Mistakes happen. And this one didn’t affect the $24 per share that Vista Equity Partners agreed to pay for Tibco, or the thrust of Goldman’s analysis on whether the deal last month was fair. What happened was that someone counted a small number of restricted shares separately when they were already included in the much bigger total of common stock outstanding.
The result, once the agreed price per share was multiplied by the number of shares, was an inflated dollar valuation for Tibco, to the tune of about $100 million or a little over 2 percent. That’s not enough to change anyone’s mind about the deal, and certainly nothing remotely on the scale of the calculation errors that featured in JPMorgan’s $6 billion “London whale” losses in 2012.
As in the spreadsheets of widely cited economist Thomas Piketty, however, even minor infelicities undermine credibility.

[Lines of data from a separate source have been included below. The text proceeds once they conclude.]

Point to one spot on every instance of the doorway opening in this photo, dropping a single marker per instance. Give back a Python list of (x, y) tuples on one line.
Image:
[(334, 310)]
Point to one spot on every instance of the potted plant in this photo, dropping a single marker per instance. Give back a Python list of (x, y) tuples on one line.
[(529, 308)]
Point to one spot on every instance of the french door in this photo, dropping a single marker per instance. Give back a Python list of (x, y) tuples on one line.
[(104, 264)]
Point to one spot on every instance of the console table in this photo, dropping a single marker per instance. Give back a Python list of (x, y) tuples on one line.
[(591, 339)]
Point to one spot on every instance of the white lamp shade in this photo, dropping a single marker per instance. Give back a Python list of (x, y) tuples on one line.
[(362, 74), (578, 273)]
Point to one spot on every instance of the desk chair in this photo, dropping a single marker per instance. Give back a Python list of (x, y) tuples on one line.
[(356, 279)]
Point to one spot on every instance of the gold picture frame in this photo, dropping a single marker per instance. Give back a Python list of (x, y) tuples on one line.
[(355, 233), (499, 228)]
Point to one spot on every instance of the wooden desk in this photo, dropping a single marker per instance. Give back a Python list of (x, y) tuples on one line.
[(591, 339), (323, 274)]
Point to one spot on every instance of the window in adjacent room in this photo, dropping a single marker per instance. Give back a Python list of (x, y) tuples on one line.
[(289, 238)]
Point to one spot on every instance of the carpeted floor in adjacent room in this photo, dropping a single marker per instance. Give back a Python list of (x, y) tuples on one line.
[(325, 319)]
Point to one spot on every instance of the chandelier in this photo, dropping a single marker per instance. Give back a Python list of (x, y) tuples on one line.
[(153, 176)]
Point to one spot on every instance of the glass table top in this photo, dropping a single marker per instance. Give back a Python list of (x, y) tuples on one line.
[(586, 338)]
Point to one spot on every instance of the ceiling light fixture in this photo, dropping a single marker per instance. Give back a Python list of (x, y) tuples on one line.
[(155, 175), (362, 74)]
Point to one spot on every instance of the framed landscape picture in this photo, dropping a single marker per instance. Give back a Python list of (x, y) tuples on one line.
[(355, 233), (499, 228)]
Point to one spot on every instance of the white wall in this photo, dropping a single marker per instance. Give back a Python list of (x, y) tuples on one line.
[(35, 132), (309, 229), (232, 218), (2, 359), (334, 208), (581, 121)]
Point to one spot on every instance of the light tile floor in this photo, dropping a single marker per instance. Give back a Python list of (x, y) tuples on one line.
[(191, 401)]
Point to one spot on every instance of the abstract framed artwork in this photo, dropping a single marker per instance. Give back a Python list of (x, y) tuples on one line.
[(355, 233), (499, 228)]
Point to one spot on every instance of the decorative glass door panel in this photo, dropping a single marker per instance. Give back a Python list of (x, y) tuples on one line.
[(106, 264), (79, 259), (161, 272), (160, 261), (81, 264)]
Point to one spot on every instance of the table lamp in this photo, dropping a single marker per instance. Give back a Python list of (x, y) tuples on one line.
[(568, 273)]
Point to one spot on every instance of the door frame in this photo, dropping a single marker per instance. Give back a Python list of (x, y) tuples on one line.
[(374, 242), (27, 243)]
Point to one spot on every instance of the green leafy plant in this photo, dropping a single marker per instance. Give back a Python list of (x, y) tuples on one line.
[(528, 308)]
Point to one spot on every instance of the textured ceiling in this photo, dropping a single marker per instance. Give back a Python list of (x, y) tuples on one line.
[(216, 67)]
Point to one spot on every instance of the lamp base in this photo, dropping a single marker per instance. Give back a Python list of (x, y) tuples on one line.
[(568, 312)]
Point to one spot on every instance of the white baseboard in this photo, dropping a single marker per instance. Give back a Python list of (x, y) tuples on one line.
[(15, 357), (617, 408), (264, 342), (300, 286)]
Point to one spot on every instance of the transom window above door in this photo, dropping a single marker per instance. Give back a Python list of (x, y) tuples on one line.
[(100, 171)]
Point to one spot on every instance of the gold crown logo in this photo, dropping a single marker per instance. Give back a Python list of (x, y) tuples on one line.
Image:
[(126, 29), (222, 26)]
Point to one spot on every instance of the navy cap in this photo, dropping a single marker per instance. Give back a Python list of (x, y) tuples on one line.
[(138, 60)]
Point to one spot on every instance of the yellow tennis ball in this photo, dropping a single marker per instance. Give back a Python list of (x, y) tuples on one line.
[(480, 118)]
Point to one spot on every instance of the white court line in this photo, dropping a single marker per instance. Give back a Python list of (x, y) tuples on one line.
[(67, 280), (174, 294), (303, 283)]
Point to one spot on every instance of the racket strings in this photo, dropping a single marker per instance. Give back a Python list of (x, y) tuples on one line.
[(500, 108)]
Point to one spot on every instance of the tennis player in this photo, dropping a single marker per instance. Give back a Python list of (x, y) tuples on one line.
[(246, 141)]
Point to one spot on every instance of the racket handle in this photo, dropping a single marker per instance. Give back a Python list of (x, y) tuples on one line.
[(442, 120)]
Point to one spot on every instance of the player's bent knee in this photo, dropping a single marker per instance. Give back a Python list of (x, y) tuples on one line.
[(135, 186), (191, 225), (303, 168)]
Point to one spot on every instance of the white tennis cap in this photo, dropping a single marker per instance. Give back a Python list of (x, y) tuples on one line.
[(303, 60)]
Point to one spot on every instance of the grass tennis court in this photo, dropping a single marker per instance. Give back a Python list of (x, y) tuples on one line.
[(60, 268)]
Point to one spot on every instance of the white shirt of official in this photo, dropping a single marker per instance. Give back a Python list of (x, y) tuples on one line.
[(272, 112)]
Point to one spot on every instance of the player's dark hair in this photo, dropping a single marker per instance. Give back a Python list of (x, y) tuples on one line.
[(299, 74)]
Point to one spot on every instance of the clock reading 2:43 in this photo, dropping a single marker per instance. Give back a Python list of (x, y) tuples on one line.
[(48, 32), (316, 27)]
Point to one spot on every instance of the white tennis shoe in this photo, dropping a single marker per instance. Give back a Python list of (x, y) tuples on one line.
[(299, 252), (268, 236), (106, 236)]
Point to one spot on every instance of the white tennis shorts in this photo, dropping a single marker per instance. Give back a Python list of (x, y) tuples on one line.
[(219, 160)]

With Goldman in line for a fee of nearly $50 million, Tibco surely expected exemplary attention to detail. Then again, shareholders might have thought Chief Executive Vivek Ranadivé and finance lieutenants would have the enterprise’s dollar value to hand in real time, and to have noticed when Goldman’s number was off in the fairly obvious second significant figure.
Tibco touts the ability of its products “to capture the right information at the right time.” The lesson of Goldman’s snafu for companies and financial advisers alike is to double-check, in spreadsheets and any other software, that’s what is really happening.